- From: Frédéric Kayser <f.kayser@free.fr>
- Date: Wed, 18 Sep 2013 03:49:01 +0200
- To: public-respimg@w3.org
- Message-Id: <D7501835-68FF-4C83-919D-57FF070A91A9@free.fr>
I've turned the unicorn into a 7 scans progressive JPEG (spectral selection only) and made an animated GIF (and APNG) out of it: http://frdx.free.fr/unicorn/ (the alt version is a bit different) The top data units hold what the decoder has at hand to reconstruct the image at the end of the current scan, the bottom ones are the encoder point of view (a red triangle shows a coefficient that is currently written). In the first scan only the DC coefficient (upper left, the most important) of each data unit is written, all the scans are interleaved since the 3 components are kept together (the alt version differs on this point).
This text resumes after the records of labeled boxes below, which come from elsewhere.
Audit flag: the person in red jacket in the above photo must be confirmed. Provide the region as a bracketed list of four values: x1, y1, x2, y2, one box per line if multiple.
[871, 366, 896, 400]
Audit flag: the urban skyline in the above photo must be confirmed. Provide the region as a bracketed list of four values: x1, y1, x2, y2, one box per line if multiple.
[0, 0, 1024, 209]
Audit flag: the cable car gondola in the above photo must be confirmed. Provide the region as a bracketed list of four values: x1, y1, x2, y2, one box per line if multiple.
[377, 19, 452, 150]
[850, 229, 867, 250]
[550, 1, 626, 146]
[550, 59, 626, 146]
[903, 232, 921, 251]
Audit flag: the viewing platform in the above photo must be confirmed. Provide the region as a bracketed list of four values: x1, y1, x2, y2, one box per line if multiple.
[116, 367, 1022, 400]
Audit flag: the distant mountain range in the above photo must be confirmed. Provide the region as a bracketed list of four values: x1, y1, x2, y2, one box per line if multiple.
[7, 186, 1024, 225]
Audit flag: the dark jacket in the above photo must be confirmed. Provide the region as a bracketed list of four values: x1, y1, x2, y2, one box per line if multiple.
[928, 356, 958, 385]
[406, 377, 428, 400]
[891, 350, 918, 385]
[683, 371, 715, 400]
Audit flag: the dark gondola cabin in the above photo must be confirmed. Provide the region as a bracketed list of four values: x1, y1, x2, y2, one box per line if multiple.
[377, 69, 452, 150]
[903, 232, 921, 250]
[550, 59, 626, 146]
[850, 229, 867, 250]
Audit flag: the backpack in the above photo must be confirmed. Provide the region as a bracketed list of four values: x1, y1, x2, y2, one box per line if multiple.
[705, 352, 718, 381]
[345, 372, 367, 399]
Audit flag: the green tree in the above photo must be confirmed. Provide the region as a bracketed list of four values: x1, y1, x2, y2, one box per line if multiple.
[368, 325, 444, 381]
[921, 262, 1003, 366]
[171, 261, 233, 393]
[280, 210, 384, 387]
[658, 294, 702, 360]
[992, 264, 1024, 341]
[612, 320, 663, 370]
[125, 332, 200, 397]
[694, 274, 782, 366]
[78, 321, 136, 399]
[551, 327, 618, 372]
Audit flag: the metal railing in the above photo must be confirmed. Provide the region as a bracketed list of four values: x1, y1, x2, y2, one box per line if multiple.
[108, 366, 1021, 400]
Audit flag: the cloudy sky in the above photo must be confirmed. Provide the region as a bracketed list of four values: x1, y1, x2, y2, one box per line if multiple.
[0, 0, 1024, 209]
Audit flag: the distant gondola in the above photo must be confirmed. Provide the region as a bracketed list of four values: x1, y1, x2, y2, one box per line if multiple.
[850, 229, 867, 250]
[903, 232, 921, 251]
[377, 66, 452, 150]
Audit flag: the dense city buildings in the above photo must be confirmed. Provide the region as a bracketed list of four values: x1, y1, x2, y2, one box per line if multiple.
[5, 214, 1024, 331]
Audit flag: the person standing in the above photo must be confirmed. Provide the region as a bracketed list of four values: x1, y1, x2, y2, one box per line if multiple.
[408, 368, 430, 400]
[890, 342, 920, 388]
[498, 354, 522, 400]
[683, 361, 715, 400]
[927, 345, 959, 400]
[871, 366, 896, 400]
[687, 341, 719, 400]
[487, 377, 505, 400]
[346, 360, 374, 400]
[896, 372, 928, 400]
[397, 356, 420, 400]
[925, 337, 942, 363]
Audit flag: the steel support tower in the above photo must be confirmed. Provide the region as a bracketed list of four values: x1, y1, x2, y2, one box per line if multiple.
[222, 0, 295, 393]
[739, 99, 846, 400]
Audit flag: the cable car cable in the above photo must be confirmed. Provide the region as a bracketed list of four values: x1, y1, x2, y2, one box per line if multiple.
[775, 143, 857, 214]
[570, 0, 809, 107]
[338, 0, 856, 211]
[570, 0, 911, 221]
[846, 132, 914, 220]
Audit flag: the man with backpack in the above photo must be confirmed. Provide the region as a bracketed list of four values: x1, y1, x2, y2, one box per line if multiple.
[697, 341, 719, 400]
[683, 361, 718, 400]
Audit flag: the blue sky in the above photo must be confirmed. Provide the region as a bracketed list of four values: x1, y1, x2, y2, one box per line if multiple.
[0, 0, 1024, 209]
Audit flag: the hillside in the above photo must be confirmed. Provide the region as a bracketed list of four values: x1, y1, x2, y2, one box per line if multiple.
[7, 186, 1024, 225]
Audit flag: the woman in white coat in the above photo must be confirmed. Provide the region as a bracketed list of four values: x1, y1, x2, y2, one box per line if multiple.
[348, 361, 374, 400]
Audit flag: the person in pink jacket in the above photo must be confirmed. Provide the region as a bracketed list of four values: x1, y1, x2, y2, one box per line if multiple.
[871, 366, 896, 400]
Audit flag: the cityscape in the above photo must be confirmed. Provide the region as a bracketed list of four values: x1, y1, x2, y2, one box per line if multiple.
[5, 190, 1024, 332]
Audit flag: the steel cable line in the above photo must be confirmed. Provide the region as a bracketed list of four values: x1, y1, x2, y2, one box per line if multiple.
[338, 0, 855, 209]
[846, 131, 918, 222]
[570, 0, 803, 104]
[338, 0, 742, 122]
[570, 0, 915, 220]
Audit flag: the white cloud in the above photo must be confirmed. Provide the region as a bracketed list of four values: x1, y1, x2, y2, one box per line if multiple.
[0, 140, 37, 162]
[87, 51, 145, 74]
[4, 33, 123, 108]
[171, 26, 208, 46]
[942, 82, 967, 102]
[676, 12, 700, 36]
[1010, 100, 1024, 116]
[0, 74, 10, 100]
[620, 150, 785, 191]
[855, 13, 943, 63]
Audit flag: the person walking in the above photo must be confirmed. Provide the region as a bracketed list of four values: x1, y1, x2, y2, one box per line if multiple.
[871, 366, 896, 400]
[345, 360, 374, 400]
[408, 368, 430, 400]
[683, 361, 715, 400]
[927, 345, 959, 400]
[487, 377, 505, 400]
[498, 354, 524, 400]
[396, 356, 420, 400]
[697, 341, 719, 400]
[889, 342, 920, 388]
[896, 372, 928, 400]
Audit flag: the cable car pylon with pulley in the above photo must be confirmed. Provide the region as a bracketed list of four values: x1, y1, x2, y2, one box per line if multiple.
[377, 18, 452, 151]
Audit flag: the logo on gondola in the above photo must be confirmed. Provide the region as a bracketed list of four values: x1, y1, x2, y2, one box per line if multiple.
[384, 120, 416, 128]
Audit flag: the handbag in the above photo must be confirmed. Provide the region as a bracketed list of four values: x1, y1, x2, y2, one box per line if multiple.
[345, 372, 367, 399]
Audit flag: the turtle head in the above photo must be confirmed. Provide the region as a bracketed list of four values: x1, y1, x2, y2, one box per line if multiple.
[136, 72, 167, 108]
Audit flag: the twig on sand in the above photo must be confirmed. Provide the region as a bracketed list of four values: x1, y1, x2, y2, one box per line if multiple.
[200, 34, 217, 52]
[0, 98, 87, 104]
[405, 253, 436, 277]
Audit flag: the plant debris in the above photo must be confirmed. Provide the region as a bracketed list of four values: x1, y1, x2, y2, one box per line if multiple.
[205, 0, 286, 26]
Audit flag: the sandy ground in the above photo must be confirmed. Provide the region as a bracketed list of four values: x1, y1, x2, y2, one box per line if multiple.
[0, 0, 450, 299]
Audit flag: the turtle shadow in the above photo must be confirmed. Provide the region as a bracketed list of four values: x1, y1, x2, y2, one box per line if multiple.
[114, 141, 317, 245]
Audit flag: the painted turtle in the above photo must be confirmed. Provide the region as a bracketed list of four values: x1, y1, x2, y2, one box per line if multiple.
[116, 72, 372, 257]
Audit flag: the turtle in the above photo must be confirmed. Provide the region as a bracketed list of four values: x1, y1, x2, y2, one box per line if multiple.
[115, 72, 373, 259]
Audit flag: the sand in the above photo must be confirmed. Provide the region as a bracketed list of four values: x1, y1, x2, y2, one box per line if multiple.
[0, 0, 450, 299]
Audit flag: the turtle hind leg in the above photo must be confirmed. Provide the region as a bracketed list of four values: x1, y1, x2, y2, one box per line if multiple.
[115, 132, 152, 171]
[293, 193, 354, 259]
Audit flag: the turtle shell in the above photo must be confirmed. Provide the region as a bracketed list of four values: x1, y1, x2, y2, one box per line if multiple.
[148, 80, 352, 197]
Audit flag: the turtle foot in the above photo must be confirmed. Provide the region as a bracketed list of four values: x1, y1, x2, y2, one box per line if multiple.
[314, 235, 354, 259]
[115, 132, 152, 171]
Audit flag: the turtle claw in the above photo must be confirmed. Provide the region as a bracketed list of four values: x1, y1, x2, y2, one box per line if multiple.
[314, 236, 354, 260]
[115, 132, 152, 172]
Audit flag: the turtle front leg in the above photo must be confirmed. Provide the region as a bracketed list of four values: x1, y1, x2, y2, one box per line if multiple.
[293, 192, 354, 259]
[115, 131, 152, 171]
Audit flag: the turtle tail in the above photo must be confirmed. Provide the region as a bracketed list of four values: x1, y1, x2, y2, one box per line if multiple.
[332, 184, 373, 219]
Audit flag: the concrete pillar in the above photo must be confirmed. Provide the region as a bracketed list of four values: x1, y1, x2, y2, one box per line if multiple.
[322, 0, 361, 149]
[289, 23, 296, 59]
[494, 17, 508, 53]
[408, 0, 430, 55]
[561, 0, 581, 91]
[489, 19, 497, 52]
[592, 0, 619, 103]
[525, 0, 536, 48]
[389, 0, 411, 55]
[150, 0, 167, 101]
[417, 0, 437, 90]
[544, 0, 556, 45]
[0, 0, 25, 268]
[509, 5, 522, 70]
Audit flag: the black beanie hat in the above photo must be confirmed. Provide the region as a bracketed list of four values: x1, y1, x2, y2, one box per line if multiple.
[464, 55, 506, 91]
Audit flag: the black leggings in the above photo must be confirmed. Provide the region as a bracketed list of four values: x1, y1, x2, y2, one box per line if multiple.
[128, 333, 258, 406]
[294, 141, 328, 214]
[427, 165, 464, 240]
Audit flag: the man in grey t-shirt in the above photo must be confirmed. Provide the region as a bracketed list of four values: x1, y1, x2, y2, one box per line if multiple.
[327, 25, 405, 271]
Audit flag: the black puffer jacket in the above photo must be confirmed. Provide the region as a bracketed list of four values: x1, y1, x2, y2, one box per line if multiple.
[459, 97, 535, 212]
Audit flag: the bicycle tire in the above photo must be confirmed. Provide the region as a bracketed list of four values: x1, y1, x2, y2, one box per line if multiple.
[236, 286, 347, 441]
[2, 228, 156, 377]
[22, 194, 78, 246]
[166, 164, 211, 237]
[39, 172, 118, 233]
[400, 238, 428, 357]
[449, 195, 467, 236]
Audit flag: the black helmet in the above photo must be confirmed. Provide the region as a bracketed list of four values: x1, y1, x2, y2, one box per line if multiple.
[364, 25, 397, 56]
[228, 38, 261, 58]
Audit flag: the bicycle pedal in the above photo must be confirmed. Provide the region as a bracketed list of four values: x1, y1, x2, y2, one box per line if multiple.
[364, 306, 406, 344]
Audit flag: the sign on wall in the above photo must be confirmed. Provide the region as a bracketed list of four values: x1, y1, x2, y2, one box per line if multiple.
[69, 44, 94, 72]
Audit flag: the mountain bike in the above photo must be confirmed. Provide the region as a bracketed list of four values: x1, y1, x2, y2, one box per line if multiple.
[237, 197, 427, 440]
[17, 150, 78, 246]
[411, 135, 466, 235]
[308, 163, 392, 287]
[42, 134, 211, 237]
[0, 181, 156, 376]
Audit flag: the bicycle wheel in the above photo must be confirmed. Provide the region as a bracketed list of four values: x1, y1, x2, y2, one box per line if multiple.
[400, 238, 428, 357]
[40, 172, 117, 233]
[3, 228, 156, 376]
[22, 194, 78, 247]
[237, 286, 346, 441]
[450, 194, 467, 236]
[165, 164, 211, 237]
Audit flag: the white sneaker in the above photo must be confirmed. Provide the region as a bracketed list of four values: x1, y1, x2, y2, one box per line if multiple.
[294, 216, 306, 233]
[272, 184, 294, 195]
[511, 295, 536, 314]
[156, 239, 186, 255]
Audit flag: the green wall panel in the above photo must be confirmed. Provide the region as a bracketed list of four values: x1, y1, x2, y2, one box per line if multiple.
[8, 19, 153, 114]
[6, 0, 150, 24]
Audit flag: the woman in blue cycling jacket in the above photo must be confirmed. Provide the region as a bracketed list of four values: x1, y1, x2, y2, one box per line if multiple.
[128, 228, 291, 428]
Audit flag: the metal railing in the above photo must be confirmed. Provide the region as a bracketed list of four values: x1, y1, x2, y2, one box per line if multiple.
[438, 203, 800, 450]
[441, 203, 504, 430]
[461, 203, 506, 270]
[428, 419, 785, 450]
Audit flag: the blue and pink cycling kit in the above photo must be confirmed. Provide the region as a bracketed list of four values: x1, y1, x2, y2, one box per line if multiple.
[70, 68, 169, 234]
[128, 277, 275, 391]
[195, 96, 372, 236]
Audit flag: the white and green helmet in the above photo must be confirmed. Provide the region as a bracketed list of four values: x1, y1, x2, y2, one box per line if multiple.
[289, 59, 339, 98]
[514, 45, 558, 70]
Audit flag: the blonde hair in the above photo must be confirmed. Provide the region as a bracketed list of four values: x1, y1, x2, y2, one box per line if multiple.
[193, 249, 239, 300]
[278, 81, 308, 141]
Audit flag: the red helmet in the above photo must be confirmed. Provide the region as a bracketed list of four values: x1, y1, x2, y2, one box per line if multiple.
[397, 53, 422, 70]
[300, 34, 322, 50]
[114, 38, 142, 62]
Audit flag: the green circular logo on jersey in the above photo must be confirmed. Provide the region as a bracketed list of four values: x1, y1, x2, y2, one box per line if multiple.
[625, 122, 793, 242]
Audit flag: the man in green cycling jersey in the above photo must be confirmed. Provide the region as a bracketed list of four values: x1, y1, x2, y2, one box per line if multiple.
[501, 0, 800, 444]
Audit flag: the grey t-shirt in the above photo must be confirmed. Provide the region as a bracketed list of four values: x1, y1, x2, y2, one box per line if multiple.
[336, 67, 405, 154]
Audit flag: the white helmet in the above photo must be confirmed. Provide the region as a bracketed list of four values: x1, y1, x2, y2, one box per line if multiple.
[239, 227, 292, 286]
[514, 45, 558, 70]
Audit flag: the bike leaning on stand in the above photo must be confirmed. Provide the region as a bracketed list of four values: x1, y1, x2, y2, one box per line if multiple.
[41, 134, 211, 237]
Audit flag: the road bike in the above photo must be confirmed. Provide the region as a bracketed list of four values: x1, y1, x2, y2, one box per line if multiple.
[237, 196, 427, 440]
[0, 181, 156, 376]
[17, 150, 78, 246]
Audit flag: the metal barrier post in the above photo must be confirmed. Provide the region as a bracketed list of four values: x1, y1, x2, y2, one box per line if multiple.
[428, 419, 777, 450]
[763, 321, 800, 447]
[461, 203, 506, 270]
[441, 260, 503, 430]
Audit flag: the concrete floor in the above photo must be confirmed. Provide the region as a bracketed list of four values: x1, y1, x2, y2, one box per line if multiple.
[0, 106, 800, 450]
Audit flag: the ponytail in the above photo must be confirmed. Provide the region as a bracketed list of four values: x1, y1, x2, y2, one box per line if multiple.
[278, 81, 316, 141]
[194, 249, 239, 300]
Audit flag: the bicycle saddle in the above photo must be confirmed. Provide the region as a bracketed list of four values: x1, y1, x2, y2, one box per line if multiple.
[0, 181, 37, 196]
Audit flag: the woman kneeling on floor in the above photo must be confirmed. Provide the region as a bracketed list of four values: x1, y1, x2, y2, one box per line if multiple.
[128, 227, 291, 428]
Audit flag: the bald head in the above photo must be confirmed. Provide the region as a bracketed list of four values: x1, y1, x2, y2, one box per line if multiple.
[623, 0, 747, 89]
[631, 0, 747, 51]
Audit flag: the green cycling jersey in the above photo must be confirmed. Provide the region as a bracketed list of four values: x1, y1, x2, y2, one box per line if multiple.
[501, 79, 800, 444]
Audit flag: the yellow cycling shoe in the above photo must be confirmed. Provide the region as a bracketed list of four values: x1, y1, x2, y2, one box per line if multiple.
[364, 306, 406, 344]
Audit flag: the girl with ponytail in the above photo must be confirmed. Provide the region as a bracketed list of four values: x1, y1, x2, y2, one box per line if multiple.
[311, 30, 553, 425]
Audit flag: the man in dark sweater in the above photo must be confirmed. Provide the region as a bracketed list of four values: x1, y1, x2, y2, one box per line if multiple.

In the second scan the 2 first AC coefficients (following the zigzag path) of each data unit are written. in the third, fourth and fifth scan respectively 3, 4 and 5 AC coefficients of each data unit are written. in the sixth scan 13 AC coefficients of each data unit are written. in the last scan all the remaining 36 AC coefficients of each data unit are written. In a sequential JPEG entire data units would have been written to the file one of each component (no chroma subsampling here) at a time, it's easier to decode and there's no need to keep the partially filled data units in memory.
Regards -- Frédéric Kayser Frédéric Kayser wrote : > I'll try to turn the Unicorn in real illustration of this process.